# Basic Temperature Data Extraction with GEEMAP

This tutorial will teach you how to extract climate data using Google Earth Engine and GEEMAP for health research.

## Learning Objectives
- Initialize Google Earth Engine
- Define study locations and time periods
- Extract temperature data from ERA5
- Export data for analysis

## Prerequisites
- Google Earth Engine account
- Basic Python knowledge

## Step 1: Import Libraries and Initialize

In [None]:
# Import required libraries
import ee
import geemap
import pandas as pd
import matplotlib.pyplot as plt
from datetime import datetime

# Initialize Google Earth Engine
try:
    ee.Initialize()
    print("✅ Google Earth Engine initialized successfully!")
except Exception as e:
    print(f"❌ Error: {e}")
    print("Please run 'earthengine authenticate' in your terminal first")
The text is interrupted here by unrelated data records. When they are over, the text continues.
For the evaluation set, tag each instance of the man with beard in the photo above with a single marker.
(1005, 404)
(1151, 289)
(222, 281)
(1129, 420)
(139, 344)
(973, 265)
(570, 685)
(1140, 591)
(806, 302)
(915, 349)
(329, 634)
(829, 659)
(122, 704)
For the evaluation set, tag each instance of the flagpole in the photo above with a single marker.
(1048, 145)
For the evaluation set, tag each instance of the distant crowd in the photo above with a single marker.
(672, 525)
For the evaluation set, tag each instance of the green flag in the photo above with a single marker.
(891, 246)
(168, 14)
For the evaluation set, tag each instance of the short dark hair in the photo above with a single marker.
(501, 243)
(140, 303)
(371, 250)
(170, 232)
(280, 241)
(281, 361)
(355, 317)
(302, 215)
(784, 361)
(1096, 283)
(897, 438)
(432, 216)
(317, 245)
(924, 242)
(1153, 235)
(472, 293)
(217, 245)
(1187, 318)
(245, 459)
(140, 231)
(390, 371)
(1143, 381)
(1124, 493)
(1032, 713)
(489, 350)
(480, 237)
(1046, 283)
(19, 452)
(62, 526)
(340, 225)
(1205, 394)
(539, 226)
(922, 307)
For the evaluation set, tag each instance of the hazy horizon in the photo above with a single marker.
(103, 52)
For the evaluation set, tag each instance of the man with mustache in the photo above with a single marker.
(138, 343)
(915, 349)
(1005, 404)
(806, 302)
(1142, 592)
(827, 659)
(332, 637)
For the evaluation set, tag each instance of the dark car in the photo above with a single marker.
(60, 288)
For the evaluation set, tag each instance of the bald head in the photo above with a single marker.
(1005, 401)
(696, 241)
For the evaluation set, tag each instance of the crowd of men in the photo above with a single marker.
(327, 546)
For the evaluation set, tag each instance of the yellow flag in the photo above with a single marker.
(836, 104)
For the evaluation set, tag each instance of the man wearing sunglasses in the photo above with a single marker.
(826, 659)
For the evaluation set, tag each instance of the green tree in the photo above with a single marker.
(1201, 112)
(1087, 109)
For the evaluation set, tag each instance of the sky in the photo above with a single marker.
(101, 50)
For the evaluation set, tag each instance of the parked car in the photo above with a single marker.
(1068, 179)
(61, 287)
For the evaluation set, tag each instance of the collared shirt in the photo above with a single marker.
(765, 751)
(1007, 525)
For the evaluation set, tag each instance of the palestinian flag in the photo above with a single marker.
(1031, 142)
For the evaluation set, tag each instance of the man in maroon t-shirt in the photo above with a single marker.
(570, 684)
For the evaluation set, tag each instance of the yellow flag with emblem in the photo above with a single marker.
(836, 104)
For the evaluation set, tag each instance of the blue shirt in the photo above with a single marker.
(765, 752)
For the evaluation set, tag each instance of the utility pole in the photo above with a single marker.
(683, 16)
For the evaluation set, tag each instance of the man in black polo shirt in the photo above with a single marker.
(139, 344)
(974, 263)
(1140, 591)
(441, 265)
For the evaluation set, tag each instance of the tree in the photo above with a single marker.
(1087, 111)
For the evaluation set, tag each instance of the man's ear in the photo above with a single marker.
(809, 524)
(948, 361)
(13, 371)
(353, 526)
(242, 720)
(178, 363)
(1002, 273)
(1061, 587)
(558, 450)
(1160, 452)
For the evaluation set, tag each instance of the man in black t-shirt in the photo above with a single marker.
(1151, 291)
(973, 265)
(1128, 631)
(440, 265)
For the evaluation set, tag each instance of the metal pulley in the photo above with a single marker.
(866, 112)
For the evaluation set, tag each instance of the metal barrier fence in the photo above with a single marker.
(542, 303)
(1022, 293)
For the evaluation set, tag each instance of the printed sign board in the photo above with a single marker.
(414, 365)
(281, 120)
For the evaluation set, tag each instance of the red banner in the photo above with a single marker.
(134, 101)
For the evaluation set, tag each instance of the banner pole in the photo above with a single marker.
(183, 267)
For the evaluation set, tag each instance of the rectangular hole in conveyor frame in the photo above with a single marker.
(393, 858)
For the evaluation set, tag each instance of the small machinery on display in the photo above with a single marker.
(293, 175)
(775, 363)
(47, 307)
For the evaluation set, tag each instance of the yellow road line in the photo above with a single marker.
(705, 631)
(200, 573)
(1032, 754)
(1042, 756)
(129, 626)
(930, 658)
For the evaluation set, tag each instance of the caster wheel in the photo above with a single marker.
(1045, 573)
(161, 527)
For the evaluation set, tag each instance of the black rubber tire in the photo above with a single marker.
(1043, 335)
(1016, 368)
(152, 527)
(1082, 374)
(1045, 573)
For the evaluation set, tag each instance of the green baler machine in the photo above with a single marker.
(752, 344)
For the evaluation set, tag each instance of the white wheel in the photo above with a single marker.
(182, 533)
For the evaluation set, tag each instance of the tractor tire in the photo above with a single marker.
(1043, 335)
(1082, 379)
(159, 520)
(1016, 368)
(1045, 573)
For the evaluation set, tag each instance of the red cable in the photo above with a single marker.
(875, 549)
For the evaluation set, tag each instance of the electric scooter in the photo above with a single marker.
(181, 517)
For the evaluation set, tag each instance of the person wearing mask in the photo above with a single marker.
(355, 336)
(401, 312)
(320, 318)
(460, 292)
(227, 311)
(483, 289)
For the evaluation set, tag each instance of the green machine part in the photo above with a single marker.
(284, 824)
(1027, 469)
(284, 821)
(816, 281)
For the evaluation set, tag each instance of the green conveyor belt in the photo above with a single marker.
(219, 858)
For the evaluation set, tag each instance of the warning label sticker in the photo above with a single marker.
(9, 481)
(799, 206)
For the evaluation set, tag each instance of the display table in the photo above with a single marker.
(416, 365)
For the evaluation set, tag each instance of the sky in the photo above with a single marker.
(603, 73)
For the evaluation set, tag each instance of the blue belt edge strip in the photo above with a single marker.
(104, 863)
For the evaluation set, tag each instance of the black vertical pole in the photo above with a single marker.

## Step 2: Define Your Study Area

Choose coordinates for your location of interest. You can use:
- Google Maps to find coordinates
- GPS coordinates from field work
- Administrative boundaries

In [None]:
# Define your study location (example: Cape Town, South Africa)
study_lat = -33.9249
study_lon = 18.4241
location_name = "Cape Town"

# Create a point geometry
study_point = ee.Geometry.Point([study_lon, study_lat])

# Create a buffer area around the point (10km radius)
buffer_km = 10
study_area = study_point.buffer(buffer_km * 1000)  # Convert km to meters

print(f"📍 Study Location: {location_name}")
print(f"📐 Coordinates: {study_lat}, {study_lon}")
print(f"🔄 Buffer radius: {buffer_km} km")

## Step 3: Visualize Your Study Area

In [None]:
# Create an interactive map
Map = geemap.Map(center=[study_lat, study_lon], zoom=10)

# Add the study area to the map
Map.addLayer(study_area, {'color': 'red'}, 'Study Area')
Map.addLayer(study_point, {'color': 'blue'}, 'Center Point')

# Display the map
Map

## Step 4: Define Time Period

Set the start and end dates for your climate data extraction.

In [None]:
# Define time period for analysis
start_date = '2020-01-01'
end_date = '2022-12-31'

# Calculate the number of days
start_dt = datetime.strptime(start_date, '%Y-%m-%d')
end_dt = datetime.strptime(end_date, '%Y-%m-%d')
num_days = (end_dt - start_dt).days + 1

print(f"📅 Study Period: {start_date} to {end_date}")
print(f"⏱️  Duration: {num_days} days (~{num_days/365.25:.1f} years)")

## Step 5: Load Climate Data

We'll use ERA5-Land daily data, which provides high-quality temperature information.

In [None]:
# Load ERA5-Land daily temperature data
era5_collection = ee.ImageCollection('ECMWF/ERA5_LAND/DAILY_AGGR') \
    .filterDate(start_date, end_date) \
    .filterBounds(study_area)

print(f"📊 Found {era5_collection.size().getInfo()} daily temperature records")

# Function to convert temperature from Kelvin to Celsius
def convert_temperature(image):
    # Select temperature bands and convert K to °C
    temp_c = image.select(['temperature_2m_max', 'temperature_2m_mean']) \
        .subtract(273.15) \
        .copyProperties(image, ['system:time_start'])
    
    # Rename bands for clarity
    return temp_c.select(
        ['temperature_2m_max', 'temperature_2m_mean'],
        ['tmax_celsius', 'tmean_celsius']
    )

# Apply temperature conversion
temperature_data = era5_collection.map(convert_temperature)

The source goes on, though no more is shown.